Research into clinical trial transparency shows huge variation in standards

pharmafile | July 28, 2017 | News story | Medical Communications, Sales and Marketing Abbott, GSK, biotech, clinical trials, drugs, pharma, pharmaceutical, transparency 

A study published in the BMJ displayed the large degree of variation and lack of industry-standard when it comes to revealing clinical trial data.

The research, headed by Ben Goldacre, revealed that all elements of best practice decided by the study were met by at least one company, barring one journal submission of all trials within 12 months. However, individual companies’ commitments varied and pinning down particular publically-available policies proved difficult for those involved in the AllTrials project.

The campaign was begun to counteract the long-standing practice of leaving certain clinical trial studies unpublished. The projects aims to target the lack of transparency on data that could potentially point towards safety issues of currently used treatments, including in off-label prescriptions, which would be highly instructive to medical professionals.

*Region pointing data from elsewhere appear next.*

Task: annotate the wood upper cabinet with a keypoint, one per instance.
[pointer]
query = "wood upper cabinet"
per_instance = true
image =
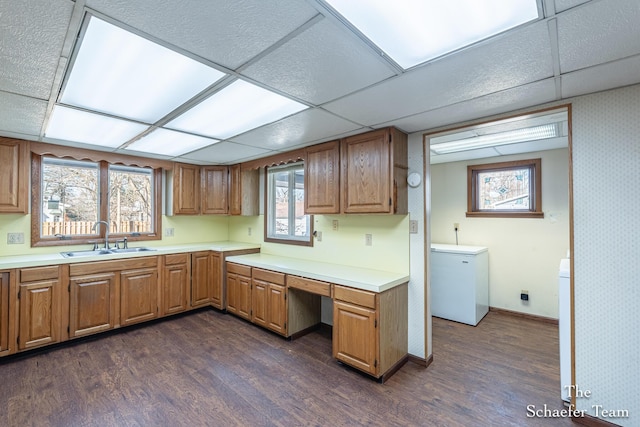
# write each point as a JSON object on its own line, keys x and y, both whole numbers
{"x": 268, "y": 300}
{"x": 201, "y": 279}
{"x": 176, "y": 275}
{"x": 374, "y": 172}
{"x": 215, "y": 191}
{"x": 322, "y": 178}
{"x": 138, "y": 295}
{"x": 370, "y": 329}
{"x": 4, "y": 312}
{"x": 186, "y": 189}
{"x": 40, "y": 307}
{"x": 239, "y": 290}
{"x": 244, "y": 191}
{"x": 92, "y": 304}
{"x": 14, "y": 176}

As part of this process, the AllTrials website revealed a company ranking regarding clinical trial transparency. The rankings revealed GSK to be top of leader board while fellow big pharma company Sanofi languished in position 25 out of the 42 companies studied.

This performance was not quite as bad as Valeant, which propped up the bottom of the table scoring 0 points on the index – though it was separated from Abbott only by virtue of alphabetical order.

The paper summarised the results of its study: “Many companies lacked commitments on basic issues such as trial registration and the sharing of summary results. Transparency commitments generally did not include trials for off-label uses, even though these are common in clinical practice; and commonly failed to include phase IV trials. Twenty three companies replied when given our appraisal of their policy. Feedback was lengthy, but often ambiguous, and only had a minor impact on our coding: 0.4% of score elements were changed. However, 10 of the companies who responded informed us they were changing their public policies, and four explicitly stated that this was as a result of feedback from our research.”

This latter point is the real focus of the study, to shine a spotlight on clinical trial transparency and, through the leader board, encourage companies to compete to be seen as the most successful in the area.

There was also a warning that AllTrials is able to discover which trials have been hidden and will pursue those who are withholding them adding another pressure point to encourage the release of data.